CRUZ: Let me be clear. The men and women on this stage have more ideas, more experience, more common sense than every participant in the Democratic debate. That debate reflected a debate between the Bolsheviks and the Mensheviks. And nobody watching at home believes that any of the moderators had any intention of voting in a Republican primary. The questions that are being asked shouldn’t be trying to get people to tear into each other. It should be, ‘what are your substantive positions...’
Sen. Marco Rubio also took aim at the media:
RUBIO: OK. I know the Democrats have the ultimate Super Pac. It's called the mainstream media who every single day... and I’ll tell you why. Last week, Hillary Clinton went before a committee. She admitted she had sent e-mails to her family saying, “Hey, this attack at Benghazi was caused by Al Qaida-like elements.” She spent over a week telling the families of those victims and the American people that it was because of a video. And yet the mainstream media is going around saying it was the greatest week in Hillary Clinton's campaign.

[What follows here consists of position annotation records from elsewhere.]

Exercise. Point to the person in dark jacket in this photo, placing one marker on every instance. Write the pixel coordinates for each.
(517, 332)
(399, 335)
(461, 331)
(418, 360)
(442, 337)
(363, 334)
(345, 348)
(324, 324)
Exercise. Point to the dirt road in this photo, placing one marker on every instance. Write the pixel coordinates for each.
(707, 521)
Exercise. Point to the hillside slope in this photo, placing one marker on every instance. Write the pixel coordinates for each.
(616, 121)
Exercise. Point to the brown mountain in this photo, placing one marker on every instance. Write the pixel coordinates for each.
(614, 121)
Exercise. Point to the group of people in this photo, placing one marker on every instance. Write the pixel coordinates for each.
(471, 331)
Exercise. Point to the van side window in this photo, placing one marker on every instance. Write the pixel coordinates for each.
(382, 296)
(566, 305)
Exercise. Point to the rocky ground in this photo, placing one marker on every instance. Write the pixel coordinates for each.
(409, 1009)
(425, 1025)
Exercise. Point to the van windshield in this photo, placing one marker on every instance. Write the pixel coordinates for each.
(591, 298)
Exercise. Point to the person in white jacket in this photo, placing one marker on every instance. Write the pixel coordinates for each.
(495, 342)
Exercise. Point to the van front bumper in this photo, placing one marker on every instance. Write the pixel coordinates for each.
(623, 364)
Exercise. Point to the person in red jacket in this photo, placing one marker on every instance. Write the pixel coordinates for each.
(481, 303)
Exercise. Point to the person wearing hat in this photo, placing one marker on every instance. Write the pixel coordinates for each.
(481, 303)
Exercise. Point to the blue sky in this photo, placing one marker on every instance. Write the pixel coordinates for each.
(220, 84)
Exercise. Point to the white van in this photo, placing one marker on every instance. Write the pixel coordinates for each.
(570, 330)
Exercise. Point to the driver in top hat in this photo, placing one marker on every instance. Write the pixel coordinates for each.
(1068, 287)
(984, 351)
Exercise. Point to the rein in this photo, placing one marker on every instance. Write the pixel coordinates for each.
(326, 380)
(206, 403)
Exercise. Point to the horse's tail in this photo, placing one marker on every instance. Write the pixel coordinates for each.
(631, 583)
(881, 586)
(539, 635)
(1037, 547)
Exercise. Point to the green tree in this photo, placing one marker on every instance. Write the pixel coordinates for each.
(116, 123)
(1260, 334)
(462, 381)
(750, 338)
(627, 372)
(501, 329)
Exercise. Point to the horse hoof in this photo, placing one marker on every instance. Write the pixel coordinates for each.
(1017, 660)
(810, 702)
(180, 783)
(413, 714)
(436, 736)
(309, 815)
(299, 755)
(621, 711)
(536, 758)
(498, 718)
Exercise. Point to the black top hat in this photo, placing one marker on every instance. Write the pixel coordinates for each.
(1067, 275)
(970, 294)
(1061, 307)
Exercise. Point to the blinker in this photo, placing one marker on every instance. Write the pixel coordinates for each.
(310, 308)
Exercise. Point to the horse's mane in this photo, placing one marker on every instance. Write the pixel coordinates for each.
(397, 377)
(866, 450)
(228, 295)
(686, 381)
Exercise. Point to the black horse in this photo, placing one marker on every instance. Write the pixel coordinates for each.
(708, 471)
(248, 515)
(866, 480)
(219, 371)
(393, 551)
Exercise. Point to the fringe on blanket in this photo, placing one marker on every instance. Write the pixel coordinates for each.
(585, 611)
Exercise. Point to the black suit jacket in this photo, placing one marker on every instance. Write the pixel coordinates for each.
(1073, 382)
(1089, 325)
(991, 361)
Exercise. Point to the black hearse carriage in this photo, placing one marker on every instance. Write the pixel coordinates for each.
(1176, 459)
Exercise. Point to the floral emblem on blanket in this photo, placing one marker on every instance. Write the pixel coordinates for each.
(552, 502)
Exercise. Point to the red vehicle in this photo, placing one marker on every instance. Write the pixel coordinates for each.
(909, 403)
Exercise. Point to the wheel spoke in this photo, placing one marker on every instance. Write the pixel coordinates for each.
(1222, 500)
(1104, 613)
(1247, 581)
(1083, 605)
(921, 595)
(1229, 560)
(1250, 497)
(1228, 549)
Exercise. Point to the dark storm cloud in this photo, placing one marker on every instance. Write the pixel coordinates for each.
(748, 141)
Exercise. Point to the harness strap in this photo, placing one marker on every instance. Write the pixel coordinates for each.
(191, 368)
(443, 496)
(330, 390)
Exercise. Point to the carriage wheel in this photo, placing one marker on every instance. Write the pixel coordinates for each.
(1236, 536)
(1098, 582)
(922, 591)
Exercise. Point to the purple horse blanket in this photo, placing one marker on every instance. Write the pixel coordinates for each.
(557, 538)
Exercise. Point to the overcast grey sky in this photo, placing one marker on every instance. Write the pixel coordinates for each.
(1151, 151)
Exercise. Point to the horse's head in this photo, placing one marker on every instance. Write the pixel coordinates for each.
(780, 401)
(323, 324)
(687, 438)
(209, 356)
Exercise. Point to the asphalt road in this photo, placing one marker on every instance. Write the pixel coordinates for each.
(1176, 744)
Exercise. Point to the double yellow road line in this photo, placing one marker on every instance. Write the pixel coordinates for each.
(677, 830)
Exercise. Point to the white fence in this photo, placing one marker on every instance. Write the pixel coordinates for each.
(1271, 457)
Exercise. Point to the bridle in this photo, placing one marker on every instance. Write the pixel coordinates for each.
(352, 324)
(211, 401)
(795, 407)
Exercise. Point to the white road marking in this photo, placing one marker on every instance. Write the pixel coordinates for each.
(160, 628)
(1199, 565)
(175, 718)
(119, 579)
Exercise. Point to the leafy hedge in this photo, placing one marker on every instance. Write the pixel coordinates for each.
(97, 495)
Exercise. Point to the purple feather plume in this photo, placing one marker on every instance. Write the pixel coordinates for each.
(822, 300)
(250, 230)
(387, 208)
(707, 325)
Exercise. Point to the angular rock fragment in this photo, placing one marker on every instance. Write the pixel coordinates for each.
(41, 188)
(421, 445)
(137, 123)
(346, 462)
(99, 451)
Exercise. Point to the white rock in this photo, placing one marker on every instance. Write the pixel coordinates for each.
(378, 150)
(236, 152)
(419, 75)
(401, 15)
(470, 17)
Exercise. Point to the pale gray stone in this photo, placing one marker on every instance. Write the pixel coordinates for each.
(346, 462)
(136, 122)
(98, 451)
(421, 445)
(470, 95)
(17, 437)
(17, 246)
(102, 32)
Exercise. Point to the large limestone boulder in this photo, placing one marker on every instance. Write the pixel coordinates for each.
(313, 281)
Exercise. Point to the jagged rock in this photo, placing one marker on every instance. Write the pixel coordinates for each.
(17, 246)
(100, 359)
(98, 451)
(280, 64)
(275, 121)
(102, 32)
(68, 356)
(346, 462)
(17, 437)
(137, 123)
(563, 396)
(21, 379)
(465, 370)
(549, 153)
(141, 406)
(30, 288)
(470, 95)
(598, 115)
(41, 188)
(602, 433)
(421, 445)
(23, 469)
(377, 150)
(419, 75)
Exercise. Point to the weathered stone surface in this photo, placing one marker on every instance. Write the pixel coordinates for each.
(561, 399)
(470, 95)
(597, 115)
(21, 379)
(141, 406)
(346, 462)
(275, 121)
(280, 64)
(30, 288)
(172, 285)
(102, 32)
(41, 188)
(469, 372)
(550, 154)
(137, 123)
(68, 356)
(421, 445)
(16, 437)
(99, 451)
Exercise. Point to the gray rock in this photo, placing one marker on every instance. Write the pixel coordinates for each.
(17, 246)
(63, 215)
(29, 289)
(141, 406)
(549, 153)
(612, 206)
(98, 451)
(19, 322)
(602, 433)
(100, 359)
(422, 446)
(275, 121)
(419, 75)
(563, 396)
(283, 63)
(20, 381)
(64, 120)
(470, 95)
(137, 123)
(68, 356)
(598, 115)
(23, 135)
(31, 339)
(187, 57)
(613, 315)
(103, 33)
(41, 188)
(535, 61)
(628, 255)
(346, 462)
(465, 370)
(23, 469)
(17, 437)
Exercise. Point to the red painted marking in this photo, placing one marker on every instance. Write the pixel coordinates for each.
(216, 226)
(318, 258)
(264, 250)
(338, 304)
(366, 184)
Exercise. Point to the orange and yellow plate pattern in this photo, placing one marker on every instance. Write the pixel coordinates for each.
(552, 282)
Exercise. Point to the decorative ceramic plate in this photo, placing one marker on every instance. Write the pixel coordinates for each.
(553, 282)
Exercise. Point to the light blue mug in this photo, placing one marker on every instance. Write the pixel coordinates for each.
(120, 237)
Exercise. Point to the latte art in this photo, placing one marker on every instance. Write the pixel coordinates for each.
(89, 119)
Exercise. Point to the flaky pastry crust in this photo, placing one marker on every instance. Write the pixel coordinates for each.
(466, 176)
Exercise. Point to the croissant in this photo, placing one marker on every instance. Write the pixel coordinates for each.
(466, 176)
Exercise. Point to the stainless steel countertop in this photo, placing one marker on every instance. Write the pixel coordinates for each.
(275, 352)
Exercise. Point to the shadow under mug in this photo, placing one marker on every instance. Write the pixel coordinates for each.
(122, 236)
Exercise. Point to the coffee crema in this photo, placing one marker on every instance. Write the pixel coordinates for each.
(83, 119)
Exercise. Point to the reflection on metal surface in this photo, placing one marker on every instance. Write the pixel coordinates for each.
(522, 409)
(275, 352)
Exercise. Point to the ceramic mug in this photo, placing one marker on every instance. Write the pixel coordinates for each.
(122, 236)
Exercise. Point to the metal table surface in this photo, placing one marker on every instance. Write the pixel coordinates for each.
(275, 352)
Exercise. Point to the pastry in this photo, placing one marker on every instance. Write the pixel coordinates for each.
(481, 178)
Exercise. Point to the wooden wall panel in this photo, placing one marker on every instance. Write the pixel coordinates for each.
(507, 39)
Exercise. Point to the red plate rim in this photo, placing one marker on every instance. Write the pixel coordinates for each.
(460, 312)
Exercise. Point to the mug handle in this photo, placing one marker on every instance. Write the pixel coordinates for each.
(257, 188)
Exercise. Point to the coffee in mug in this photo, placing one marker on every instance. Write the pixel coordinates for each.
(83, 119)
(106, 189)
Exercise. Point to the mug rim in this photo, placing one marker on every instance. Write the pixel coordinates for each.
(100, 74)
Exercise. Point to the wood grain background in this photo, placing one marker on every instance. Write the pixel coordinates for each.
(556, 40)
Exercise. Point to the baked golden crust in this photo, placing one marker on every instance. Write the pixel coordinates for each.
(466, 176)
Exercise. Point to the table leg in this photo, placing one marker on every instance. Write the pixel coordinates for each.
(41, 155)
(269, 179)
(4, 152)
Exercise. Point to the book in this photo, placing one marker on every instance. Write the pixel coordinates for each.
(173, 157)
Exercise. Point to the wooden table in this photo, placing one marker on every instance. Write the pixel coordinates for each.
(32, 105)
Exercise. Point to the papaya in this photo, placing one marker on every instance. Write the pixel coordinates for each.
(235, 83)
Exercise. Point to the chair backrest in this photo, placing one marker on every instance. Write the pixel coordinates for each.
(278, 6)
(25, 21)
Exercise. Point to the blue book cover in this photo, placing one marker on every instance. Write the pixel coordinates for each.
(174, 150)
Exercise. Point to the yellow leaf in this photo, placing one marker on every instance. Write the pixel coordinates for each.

It was the week she got exposed as a liar. It was the week that she got exposed as a liar...But she has her Super Pac helping her out, the American mainstream media.
QUINTANILLA: So when the Sun-Sentinel says Rubio should resign, not rip us off, when they say Floridians sent you to Washington to do a job, when they say you act like you hate your job, do you?
RUBIO: Let me say, I read that editorial today with a great amusement. It’s actually evidence of the bias that exists in the American media today.
QUINTANILLA: Well, do you hate your job?
RUBIO: Let me—let me answer your question on the Sun-Sentinel editorial today. Back in 2004, one of my predecessors to the Senate by the name of Bob Graham, a Democrat, ran for president missing over 30 percent of his votes. I don't recall them calling for his resignation —
QUINTANILLA: Is that the standard?
RUBIO: Later that year, in 2004, John Kerry ran for president missing close to 60 to 70 percent of his votes. I don't recall the Sun—in fact, the Sun-Sentinel endorsed him. In 2008, Barack Obama missed 60 or 70 percent of his votes, and the same newspaper endorsed him again. So this is another example of the double standard that exists in this country between the mainstream media and the conservative movement.
Instead of cowering in fear of the media, it appears that a number of the GOP candidates are fighting back, and calling them out. It wasn’t the first time, but it felt like a turning point. It’s about time.